Mix 1 cup of grated carrots, 1 cup of bread-crumbs, 1 cup of minced suet, 1 cup of currants, 1 cup of chopped raisins, 1 cup of flour, 1 cup of milk, 1 teaspoon of salt, ¼ of a teaspoon of soda. Steam 4 hours, the longer the better.

Serve with the following sauce: ¼ cup of butter, 1 cup of powdered sugar, ½ cup of cream, 2 tablespoons of sherry or 1 teaspoonful of vanilla. The butter must be worked soft before adding the sugar gradually, then the cream and flavouring, little by little, to prevent separating.

OLD ENGLISH PLUM PUDDING

Two lbs. raisins stoned, 2 lbs. currants, 1½ lbs. Sultanas, 1 lb. mixed peel chopped fine, 2 lbs. brown sugar, 2 lbs. breadcrumbs, 2 lbs. chopped suet, 1½ lemons grated with the juice, 4 ozs. chopped almonds blanched, 2 nutmegs grated, ½ teaspoon of mixed spice, ¼ teaspoon crushed clove, pinch of salt, 6 eggs whisked, ¼ pint (generous) brandy.

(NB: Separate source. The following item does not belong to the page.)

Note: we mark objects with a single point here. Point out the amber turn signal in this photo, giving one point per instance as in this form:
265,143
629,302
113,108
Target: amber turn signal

Mix all together thoroughly, boil 12 hours, the longer the better on the first day and 2 hours just before serving. This is the secret for making it black and light. This makes about 1 two-quart and 5 one-quart puddings. This recipe makes excellent plum cake, black and rich, by substituting flour for the crumbs and lard for the suet.

BANANA TRIFLE

Put thin slices of bread and butter into a glass dish, then cut 3 or 4 bananas into round slices and place them on the top of bread and butter. Make a pint of sweet custard well flavoured with Madeira and pour over. Beat stiff ½ pint of cream and put on top of the trifle when cold.